Understanding the New Frontiers: AI-Driven Cloud Risks and Secret Sprawl
Source: www.sentinelone.com

5. What are the primary risk vectors linked to exposed AI keys?

The report categorizes the risks from exposed AI keys into two main areas. First, data exposure and leakage: unauthorized access can reveal sensitive or proprietary datasets processed by the models, embedded business logic, and internal user prompts and outputs. Attackers can harvest these at scale, gaining insights into confidential corporate conversations. Second, prompt injection and data poisoning: with unmanaged AI keys, threat actors can actively manipulate how the model responds, injecting malicious inputs to alter outputs or corrupt training data. This can lead to misinformation, system misbehavior, or even privilege escalation. Both vectors exploit the unique role of AI services as intermediaries between users and data, making them powerful tools for espionage and sabotage when left unprotected.

6. What organizational patterns contribute to the difficulty of managing AI secrets?
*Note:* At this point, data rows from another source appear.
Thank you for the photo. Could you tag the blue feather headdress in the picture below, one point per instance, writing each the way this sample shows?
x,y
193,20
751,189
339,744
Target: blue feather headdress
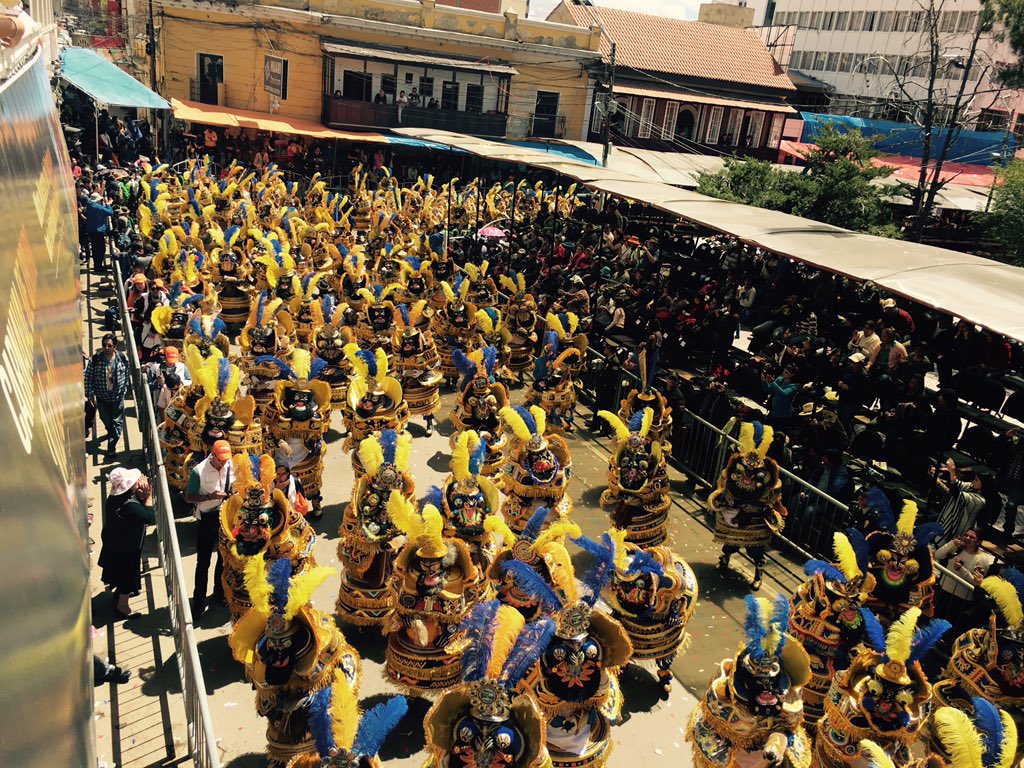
x,y
370,357
526,579
286,370
535,524
597,578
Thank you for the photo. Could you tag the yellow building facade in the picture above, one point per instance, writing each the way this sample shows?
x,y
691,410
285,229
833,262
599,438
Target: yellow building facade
x,y
346,62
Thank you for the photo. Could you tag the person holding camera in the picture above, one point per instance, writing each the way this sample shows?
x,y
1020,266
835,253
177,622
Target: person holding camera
x,y
126,515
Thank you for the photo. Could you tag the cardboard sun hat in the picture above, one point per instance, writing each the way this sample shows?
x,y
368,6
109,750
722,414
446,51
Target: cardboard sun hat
x,y
123,479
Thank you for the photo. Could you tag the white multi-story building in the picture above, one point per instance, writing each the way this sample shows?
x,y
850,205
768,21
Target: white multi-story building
x,y
875,53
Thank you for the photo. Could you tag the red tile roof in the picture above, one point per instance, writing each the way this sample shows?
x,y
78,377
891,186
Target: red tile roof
x,y
692,49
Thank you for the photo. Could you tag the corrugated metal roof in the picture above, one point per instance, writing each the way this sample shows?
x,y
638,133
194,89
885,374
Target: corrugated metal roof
x,y
408,56
675,46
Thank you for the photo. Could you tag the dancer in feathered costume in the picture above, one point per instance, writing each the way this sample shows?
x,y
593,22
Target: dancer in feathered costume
x,y
307,311
415,360
486,720
466,501
432,580
375,400
826,617
367,529
540,548
291,652
480,399
520,318
491,325
345,736
267,334
329,344
483,290
638,481
554,386
883,695
980,736
417,282
377,321
454,326
988,660
257,521
577,680
179,420
653,594
645,365
220,414
748,503
538,470
900,561
297,420
752,714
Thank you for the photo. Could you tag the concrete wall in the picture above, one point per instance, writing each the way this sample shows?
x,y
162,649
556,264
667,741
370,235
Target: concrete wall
x,y
725,14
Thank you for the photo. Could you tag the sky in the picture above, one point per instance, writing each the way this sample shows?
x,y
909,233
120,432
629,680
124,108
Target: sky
x,y
674,8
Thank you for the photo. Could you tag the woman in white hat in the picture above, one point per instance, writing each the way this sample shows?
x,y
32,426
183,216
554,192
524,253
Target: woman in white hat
x,y
127,513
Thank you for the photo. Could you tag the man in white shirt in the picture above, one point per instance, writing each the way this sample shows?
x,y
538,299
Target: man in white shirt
x,y
209,483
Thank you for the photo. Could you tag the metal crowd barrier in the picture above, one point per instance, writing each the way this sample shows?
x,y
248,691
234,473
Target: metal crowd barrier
x,y
202,743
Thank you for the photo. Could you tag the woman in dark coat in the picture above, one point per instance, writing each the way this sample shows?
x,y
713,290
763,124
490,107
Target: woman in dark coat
x,y
127,513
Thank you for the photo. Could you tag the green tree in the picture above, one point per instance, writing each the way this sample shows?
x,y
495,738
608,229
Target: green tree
x,y
1005,219
837,186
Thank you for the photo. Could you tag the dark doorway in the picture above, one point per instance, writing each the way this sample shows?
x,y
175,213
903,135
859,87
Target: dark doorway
x,y
450,95
546,115
211,74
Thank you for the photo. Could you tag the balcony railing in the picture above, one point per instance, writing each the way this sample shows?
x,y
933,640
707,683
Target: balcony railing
x,y
547,126
348,112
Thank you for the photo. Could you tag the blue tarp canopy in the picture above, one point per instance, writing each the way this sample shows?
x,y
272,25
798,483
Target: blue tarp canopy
x,y
978,147
104,83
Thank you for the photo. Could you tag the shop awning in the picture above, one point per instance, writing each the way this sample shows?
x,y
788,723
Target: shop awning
x,y
679,94
104,83
981,291
407,56
195,112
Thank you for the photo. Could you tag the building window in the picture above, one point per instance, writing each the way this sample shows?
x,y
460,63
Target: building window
x,y
775,134
714,125
754,129
669,123
474,97
450,95
426,89
733,128
646,118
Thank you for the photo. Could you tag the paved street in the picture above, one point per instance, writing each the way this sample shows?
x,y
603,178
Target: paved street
x,y
142,724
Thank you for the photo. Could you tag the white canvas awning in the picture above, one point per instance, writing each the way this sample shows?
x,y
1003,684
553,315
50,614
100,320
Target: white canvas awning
x,y
981,291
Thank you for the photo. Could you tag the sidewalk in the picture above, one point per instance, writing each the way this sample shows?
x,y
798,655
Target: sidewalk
x,y
140,723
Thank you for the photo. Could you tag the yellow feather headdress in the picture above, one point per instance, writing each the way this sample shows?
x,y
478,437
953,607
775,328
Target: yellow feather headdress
x,y
1007,600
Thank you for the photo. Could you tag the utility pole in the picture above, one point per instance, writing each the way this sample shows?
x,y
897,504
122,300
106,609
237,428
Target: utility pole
x,y
608,101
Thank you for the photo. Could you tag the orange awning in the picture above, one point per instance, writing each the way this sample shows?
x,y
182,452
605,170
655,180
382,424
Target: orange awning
x,y
194,112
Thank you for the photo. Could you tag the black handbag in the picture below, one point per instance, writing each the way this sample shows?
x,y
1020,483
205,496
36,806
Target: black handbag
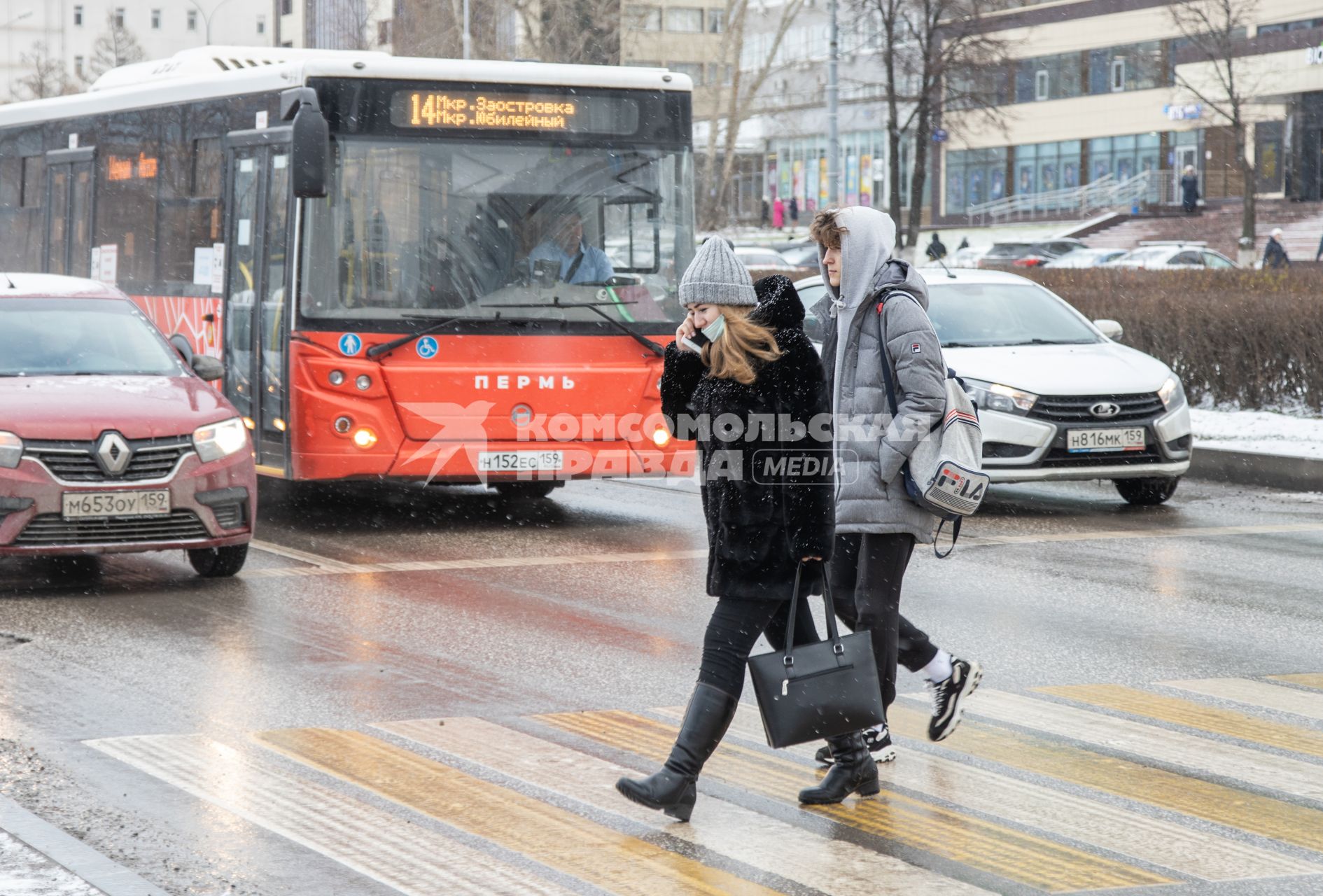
x,y
819,690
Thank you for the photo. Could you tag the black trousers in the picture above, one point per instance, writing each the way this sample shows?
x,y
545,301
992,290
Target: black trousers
x,y
867,572
734,630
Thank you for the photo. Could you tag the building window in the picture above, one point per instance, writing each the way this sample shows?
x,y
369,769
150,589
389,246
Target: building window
x,y
692,69
685,19
643,19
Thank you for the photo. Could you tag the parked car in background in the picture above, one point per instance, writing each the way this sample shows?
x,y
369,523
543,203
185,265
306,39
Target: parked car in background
x,y
1058,396
1086,257
110,438
1174,255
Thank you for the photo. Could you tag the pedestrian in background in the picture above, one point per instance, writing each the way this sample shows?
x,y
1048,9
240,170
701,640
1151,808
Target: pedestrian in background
x,y
1275,254
878,526
756,362
1190,190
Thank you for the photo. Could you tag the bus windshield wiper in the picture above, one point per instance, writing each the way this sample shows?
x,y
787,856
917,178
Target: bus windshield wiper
x,y
377,351
597,309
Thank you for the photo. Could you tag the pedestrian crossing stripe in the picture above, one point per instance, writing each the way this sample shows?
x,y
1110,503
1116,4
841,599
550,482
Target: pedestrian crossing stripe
x,y
528,808
957,836
1194,715
1162,844
1214,802
548,834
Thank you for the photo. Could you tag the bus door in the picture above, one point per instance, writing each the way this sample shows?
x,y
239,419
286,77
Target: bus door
x,y
257,278
69,199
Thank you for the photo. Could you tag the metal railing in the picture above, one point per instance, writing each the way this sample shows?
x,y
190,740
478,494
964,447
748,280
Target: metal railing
x,y
1144,188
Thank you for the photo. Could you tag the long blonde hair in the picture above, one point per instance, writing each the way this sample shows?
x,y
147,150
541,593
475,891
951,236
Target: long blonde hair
x,y
746,342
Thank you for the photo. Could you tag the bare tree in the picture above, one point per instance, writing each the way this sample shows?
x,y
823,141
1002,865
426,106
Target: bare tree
x,y
47,76
936,55
114,48
582,32
1212,31
734,102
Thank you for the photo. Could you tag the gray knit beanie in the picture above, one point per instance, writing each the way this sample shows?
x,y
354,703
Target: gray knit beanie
x,y
716,276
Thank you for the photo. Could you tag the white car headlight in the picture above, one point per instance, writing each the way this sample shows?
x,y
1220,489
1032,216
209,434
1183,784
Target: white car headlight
x,y
11,450
994,396
1172,393
221,440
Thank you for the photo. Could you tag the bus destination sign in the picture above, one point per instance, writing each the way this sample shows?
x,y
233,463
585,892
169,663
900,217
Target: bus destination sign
x,y
474,111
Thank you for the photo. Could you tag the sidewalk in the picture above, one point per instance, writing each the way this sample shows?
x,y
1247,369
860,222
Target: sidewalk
x,y
38,860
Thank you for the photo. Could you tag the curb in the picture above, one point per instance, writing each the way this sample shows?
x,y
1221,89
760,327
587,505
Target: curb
x,y
1250,469
72,854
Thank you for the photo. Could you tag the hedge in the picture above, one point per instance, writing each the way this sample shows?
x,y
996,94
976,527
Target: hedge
x,y
1250,339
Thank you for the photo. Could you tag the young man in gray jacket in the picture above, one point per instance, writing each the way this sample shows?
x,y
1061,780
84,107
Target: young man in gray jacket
x,y
871,298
The widespread deployment of AI has created a pattern called shadow AI, where teams bypass formal IT and security processes. This leads to credential sprawl—the same API keys are reused across applications, stored in insecure locations like scripts and config files, and rarely rotated. Since AI services are integrated into numerous internal systems (support, finance, product), the keys become interconnected, meaning one compromised key can unlock access to multiple data stores. Standard secrets management solutions often fail to discover these keys because they are created outside approved channels. The report emphasizes that organizations need centralized governance to issue keys, enforce access controls, and mandate rotation schedules. Without such measures, the visibility and control over AI credentials remain fragmented, leaving enterprises vulnerable to exploitation.